Mark Lister says there's two basic rules to follow when investing in shares. Photo / Getty Images
OPINION
It's easier than you would think to succeed as a share investor. In fact, as long as you follow two basic rules, history would suggest you're virtually guaranteed to.
All you have to do is be well-diversified (own lots of different shares), and to measure your success against anappropriate timeframe, ideally 10 years or more. Not exactly rocket science.
The diversification bit is easy. Any decent adviser you work with will drum that into you on day one, and probably every day thereafter, and if you're a small investor there's always an index fund to provide instant diversification.
Keeping your eye on the long game is definitely more difficult, especially when you're in the thick of short-term market turmoil. But it's non-negotiable for any good investor, and if a decade ahead sounds too far away to think about, then shares probably aren't for you anyway.
The thing with financial markets is that the further ahead in the future you look, the more predictable things become. That's the opposite of just about everything else in life, but a lot of things about markets aren't very logical.
Long-term returns data on US shares is readily available, so let's consider the post-war period. The average annual return since then has been 10.6 per cent (including dividends), and shares were up in 77 per cent of those 74 years.
Not bad at all, but the short-term variation has been huge. The best 12-month period had a 59.5 per cent gain, and during the worst US shares fell 41 per cent (the former was in the early 1980s and the latter was in 2009).
But things are a lot less scary if we look at them in five-year investment timeframes. The proportion of positive returns for shares jumps to 92 per cent, the best per annum performance falls to 29.5 per cent and the worst to -5.9 per cent.
Move to 10-year blocks and investing looks simpler. Shares were higher 97 per cent of the time, the best annual return was 20.8 per cent over the period, and the worst a 3.6 per cent loss, which occurred in the 10 years leading up to the lowest point during the GFC.

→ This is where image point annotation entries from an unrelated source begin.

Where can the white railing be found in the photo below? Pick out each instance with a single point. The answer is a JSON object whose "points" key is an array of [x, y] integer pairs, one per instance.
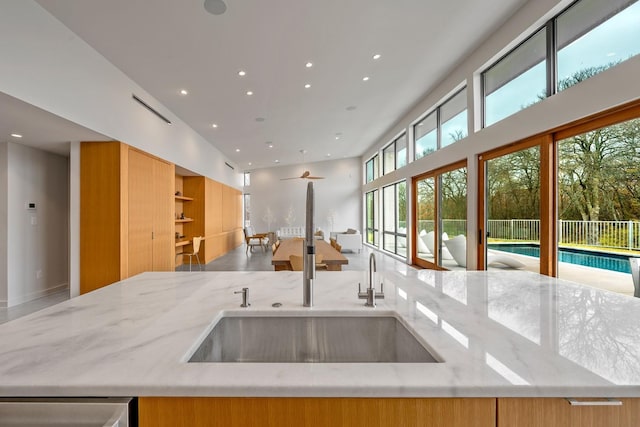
{"points": [[605, 234]]}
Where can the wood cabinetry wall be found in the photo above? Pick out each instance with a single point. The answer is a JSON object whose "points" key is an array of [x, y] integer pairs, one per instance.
{"points": [[126, 213], [216, 210]]}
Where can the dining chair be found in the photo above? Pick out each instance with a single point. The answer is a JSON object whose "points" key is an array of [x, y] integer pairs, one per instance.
{"points": [[296, 262], [195, 244], [252, 239]]}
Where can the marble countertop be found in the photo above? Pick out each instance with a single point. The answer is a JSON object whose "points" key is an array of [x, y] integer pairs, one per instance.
{"points": [[503, 333]]}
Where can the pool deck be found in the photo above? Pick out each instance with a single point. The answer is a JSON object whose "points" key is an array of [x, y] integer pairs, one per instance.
{"points": [[614, 281]]}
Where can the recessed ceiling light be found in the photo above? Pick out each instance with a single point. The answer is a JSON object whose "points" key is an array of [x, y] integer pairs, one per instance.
{"points": [[215, 7]]}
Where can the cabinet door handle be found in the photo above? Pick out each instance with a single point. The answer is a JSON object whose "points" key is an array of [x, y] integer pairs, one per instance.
{"points": [[606, 402]]}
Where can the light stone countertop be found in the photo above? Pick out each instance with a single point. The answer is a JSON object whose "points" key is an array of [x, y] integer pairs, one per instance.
{"points": [[503, 333]]}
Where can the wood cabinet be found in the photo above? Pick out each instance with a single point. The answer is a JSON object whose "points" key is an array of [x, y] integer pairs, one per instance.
{"points": [[552, 412], [315, 412], [126, 214], [215, 213]]}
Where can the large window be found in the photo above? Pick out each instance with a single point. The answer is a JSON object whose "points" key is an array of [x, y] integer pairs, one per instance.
{"points": [[394, 155], [516, 81], [453, 119], [599, 203], [591, 36], [372, 226], [441, 212], [444, 126], [512, 195], [425, 134], [371, 168], [594, 35], [394, 200], [247, 209]]}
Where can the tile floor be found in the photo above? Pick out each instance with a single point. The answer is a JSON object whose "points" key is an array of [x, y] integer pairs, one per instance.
{"points": [[259, 260], [236, 260]]}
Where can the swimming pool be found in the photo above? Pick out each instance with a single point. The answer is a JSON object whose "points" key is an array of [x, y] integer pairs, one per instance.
{"points": [[602, 260]]}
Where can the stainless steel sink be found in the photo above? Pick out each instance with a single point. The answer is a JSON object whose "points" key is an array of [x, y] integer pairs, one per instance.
{"points": [[374, 339]]}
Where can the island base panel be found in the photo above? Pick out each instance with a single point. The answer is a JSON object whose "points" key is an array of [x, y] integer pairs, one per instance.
{"points": [[315, 412], [548, 412]]}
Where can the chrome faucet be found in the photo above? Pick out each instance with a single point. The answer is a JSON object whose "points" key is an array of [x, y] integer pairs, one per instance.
{"points": [[371, 295], [309, 255]]}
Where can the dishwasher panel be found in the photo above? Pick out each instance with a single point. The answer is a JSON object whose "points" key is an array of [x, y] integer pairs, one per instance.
{"points": [[67, 412]]}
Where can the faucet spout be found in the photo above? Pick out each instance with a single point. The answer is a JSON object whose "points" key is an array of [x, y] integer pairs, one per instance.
{"points": [[309, 258], [372, 268]]}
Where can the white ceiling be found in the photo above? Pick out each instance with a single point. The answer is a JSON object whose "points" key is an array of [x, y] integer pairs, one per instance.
{"points": [[166, 46], [40, 129]]}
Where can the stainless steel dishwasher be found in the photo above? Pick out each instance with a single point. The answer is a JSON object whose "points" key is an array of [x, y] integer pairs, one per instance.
{"points": [[68, 412]]}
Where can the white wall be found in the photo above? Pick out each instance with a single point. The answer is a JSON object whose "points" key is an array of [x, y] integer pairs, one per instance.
{"points": [[47, 65], [4, 150], [339, 194], [614, 87], [37, 240]]}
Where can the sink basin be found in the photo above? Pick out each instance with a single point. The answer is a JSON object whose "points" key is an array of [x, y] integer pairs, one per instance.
{"points": [[311, 339]]}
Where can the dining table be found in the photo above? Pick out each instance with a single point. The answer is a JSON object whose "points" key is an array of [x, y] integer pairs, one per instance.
{"points": [[333, 259]]}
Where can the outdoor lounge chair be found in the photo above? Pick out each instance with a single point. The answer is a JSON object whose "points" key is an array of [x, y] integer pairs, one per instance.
{"points": [[430, 242], [458, 249]]}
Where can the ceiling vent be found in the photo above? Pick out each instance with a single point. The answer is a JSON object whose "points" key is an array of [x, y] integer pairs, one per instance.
{"points": [[148, 107]]}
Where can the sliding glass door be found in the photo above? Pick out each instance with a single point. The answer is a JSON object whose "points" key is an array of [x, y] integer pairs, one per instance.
{"points": [[440, 209]]}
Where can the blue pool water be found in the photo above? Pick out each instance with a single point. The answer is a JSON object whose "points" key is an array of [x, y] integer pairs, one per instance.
{"points": [[603, 260]]}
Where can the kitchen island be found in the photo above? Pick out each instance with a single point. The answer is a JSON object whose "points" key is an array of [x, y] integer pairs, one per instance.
{"points": [[496, 334]]}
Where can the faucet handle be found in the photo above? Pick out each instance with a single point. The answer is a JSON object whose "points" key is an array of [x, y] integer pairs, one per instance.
{"points": [[245, 297], [361, 295]]}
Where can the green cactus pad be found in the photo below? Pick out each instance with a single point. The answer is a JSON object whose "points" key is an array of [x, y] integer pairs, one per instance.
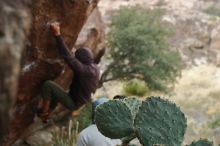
{"points": [[159, 121], [134, 104], [201, 142], [114, 119]]}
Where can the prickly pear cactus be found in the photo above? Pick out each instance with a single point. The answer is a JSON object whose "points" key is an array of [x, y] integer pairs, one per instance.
{"points": [[201, 142], [133, 104], [114, 119], [154, 121], [159, 121]]}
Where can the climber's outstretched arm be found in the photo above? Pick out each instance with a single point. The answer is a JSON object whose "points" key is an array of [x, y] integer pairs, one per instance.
{"points": [[70, 59]]}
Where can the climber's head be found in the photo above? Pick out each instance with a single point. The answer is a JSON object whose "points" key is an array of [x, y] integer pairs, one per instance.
{"points": [[95, 104], [84, 55]]}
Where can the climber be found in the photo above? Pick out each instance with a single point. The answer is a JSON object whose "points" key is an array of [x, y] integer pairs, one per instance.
{"points": [[84, 82]]}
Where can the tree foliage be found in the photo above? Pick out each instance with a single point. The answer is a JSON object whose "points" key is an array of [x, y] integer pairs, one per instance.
{"points": [[139, 49]]}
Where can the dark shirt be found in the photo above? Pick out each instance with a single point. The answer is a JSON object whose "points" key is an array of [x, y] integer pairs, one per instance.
{"points": [[86, 73]]}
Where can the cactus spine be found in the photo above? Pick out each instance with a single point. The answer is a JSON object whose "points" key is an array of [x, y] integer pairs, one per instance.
{"points": [[153, 121]]}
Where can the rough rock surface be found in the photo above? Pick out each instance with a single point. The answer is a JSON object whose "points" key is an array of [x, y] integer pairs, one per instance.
{"points": [[40, 60], [14, 26]]}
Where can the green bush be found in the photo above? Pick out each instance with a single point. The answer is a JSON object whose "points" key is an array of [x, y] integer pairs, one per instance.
{"points": [[139, 49], [136, 87]]}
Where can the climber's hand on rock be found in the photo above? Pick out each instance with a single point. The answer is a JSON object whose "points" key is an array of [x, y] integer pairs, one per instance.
{"points": [[55, 28]]}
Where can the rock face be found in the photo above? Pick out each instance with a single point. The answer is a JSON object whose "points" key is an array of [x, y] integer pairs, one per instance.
{"points": [[14, 26], [40, 61]]}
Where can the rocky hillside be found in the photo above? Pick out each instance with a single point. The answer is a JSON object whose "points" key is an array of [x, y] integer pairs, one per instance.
{"points": [[195, 22]]}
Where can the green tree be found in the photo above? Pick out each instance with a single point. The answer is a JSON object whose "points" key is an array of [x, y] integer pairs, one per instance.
{"points": [[139, 49]]}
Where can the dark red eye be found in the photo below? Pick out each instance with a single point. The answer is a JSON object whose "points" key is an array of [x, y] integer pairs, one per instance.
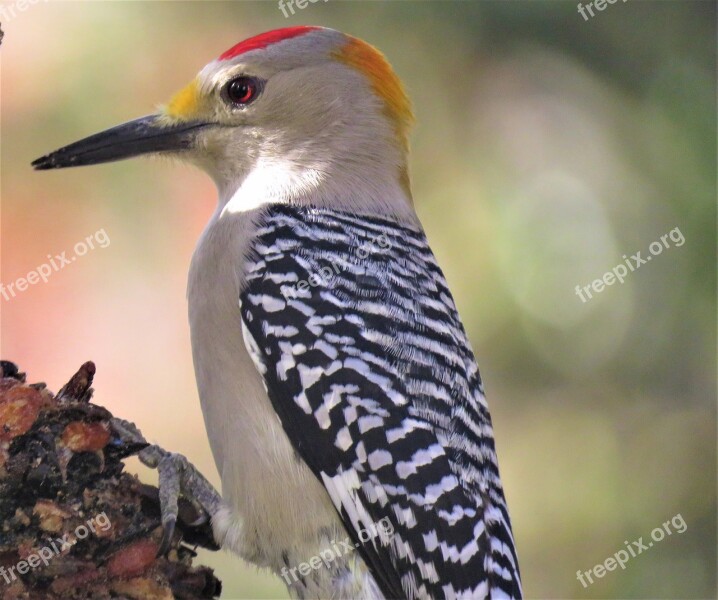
{"points": [[242, 90]]}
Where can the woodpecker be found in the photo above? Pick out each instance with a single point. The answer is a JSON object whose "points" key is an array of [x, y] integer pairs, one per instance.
{"points": [[338, 386]]}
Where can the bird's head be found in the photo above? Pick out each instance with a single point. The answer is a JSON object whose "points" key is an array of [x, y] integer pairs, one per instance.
{"points": [[289, 114]]}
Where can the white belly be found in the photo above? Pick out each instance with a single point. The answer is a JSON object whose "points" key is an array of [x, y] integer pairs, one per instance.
{"points": [[275, 505]]}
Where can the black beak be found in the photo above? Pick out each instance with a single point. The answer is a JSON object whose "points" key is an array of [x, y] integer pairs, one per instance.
{"points": [[146, 135]]}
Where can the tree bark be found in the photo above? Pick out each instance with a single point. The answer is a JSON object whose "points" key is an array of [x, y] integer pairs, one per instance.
{"points": [[73, 524]]}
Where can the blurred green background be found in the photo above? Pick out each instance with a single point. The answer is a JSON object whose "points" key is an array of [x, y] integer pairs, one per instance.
{"points": [[547, 147]]}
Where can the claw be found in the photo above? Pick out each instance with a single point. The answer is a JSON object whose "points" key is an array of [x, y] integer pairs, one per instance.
{"points": [[177, 477], [168, 530]]}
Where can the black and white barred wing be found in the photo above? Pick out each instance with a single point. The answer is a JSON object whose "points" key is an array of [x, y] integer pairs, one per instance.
{"points": [[351, 324]]}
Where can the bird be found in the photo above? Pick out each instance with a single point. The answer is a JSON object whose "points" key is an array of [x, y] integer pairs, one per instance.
{"points": [[341, 397]]}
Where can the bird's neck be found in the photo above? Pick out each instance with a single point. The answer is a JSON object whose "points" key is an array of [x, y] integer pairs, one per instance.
{"points": [[363, 188]]}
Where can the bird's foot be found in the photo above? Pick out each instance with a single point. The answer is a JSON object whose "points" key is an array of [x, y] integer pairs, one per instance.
{"points": [[177, 476]]}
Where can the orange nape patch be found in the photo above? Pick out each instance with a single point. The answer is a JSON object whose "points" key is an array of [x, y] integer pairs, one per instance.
{"points": [[372, 63], [185, 104]]}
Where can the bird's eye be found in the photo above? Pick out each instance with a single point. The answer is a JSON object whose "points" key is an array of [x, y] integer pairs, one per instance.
{"points": [[242, 90]]}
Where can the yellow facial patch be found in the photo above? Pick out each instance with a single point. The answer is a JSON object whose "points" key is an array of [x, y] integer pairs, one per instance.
{"points": [[372, 63], [186, 104]]}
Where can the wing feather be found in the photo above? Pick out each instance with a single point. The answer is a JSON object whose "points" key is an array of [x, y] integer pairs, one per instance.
{"points": [[351, 324]]}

Move to 15, 20 or 25-year holdings periods and not only does the proportion of negative returns fall to zero, but the spread between the best and worst examples narrows significantly.
The annual average return over all those periods is almost exactly the same as the original 10.6 per cent too. The only difference is that things become much more consistent, and far less volatile.
The results are similar for New Zealand. Looking at monthly returns going back to 1967, the average return has been 10 per cent per annum, and there's never been a 10-year period where the market has fallen.
So there you have it. If you're well-diversified and you maintain a sensible investment time horizon, history suggests you're almost guaranteed to turn a profit.
Markets are impossible to predict over days, weeks, months or even the next one to two years. But the likely returns you will get and the volatility you will have to suffer become much easier to see as we look further ahead.
A good share portfolio will just about always do well over the long-term, which is what most of us are investing for. The hard bit is keeping your cool and remembering that when the short-term is looking more difficult.
Mark Lister is head of private wealth research at Craigs Investment Partners. This column is general in nature and should not be regarded as specific investment advice.